Simon Brusis spielt Andreas in „Fahrräder könnten eine Rolle spielen“ als Person gewordene Küchenschürze. Er will gewiss nicht und muss sich dennoch alles gefallen lassen. Interessant, wie die handelsüblichen Abwehrmaßnahmen in seinem Fall atomisiert werden. Armut ist Gefangenschaft, lautet eine Botschaft. Und bei wem reicht es schon zu Nâzım Hikmet: „Es geht nicht darum gefangen zu sein, sondern darum, dass man sich nicht ergibt.“
Zusammengestaucht wird Andreas von einem Karrieristen der Freien Demokraten. Das ist ein Seelenvergewaltiger aus Leidenschaft, so smart wie infam. Er kolportiert die Freude eines schwarzen Kellners über Philipp Röslers Erfolg, „einer von uns, der es geschafft hat“, mit ungebremster Häme. Als ob sich Rösler mit einer Assel aus dem Keller der Gesellschaft gemein machen würde. Der Abgeordnete fragt Andreas, ob er schwul sei, die Schürze liefert das Motiv. Er berichtet von einer invertierten Vorliebe für nationalsozialistische Symbole als Fetische. Andreas fragt, ob Westerwelle die Information geliefert habe. Im Gegenzug bringt es der Abgeordnete fertig, Andreas in einem Satz als homophob und als „schwule Sau“ zu denunzieren. Paul Wollin spielt überragend das Arschloch. Er ist der beste Schauspieler des Abends. Ein national gesinnter Naturfreund namens Basti findet neben ihm Mittel und Wege, Andreas zu verwirren.

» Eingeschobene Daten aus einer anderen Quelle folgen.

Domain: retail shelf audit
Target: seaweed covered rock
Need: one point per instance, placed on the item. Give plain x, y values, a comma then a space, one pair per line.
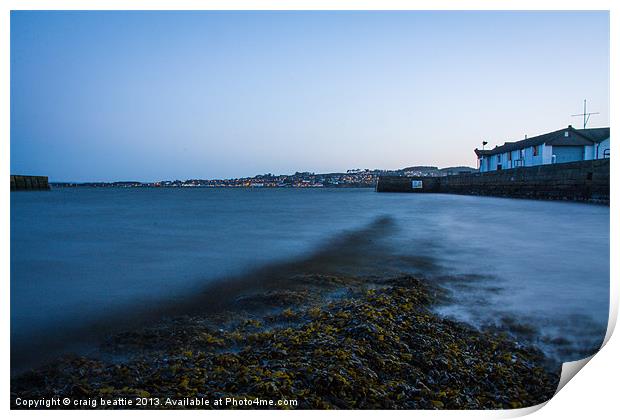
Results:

Sebastian Brandes spielt den rechten Basti mit gepapptem Bart. Er verspricht Hilfe in einer Notlage, um Andreas gefügig zu machen. Sein Rassismus paart sich mit Paranoia. Stotternd stemmt er sich der Überfremdung und einer linken Meinungsdiktatur entgegen.

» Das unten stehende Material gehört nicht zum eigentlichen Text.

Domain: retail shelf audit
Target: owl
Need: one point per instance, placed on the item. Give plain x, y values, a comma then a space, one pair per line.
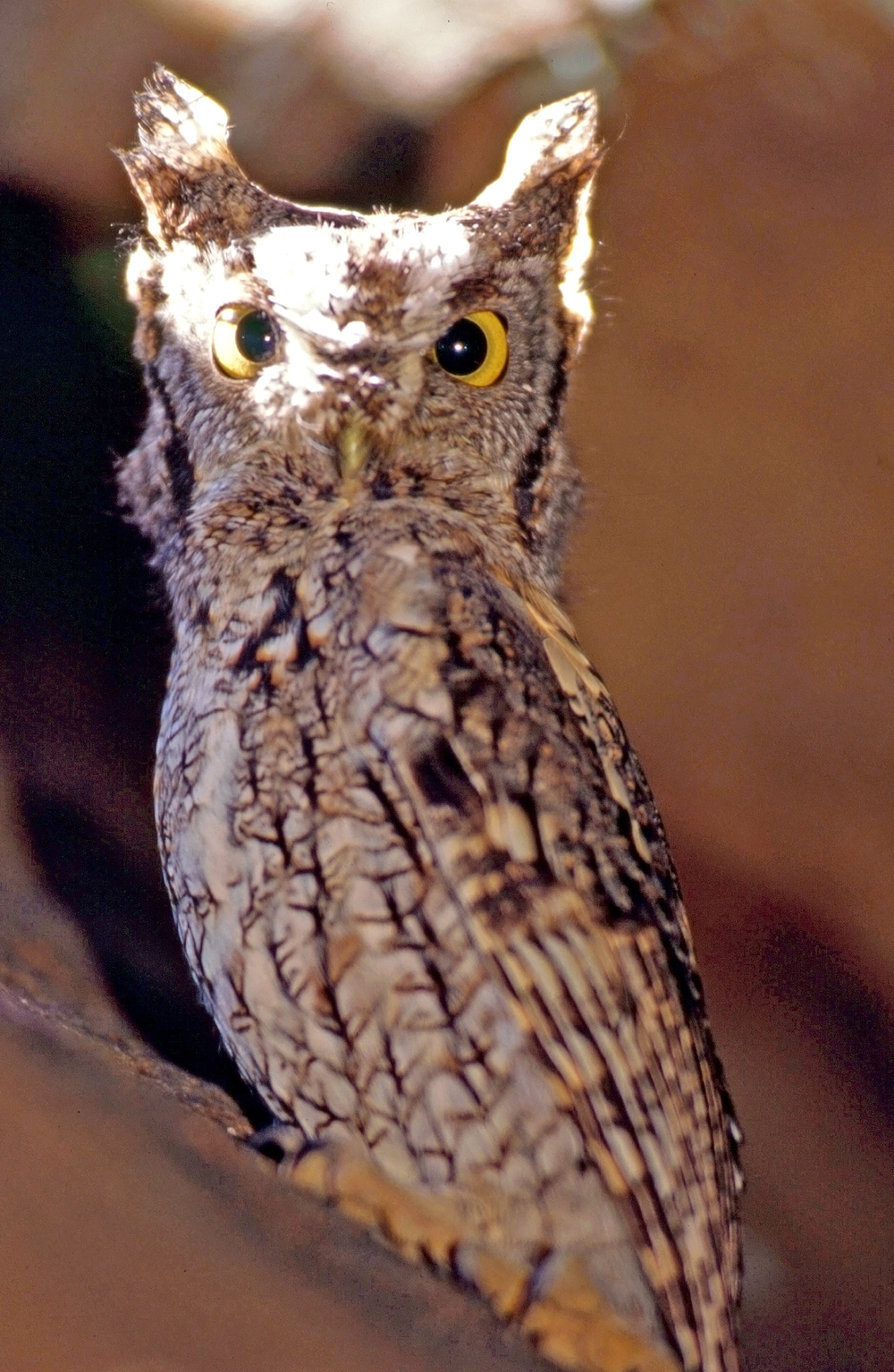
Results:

„Fahrräder könnten eine Rolle spielen“ zitiert eine Einlassung des BKA-Präsidenten Jörg Ziercke im NSU-Untersuchungsausschuss. Man hätte den Kessel Buntes auf der Bühne auch noch voller packen können. Wen gab es nicht alles zu verdächtigen: eine Schwabenschwadron des Ku-Klux-Klan, die Russenmafia und serbische Sinti in Heilbronn, die tiefe Türkei in Hessen-Kassel, ein geschlechtlich ambivalentes Monster aus Osteuropa. – Oberärzte und Unteroffiziere, die sich zur „Neo-Schutzstaffel (NSS)“ zusammengeschlossen – und den minderen NSU für ihre Zwecke herrschaftlich gebraucht haben sollen. Nein, man kann den Autorinnen keine Übertreibungen vorwerfen. Marianna Salzmann und Deniz Utlu konnten mit der Absurdität dieser Angelegenheit nicht Schritt halten, in der ein Staat sich lieber Versagen nachweisen lässt als Aufklärung zu organisieren. Warum nur? Kein Zweifel, dass systematisch an Erkenntnissen vorbei ermittelt wurde. Hätten sich Uwe Mundlos und Uwe Böhnhardt nicht mit Selbstmord selbst angezeigt, wäre heute noch von „Döner-Morden“ die Rede und die üblichen Ausländer würden als Verdächtige gehandelt.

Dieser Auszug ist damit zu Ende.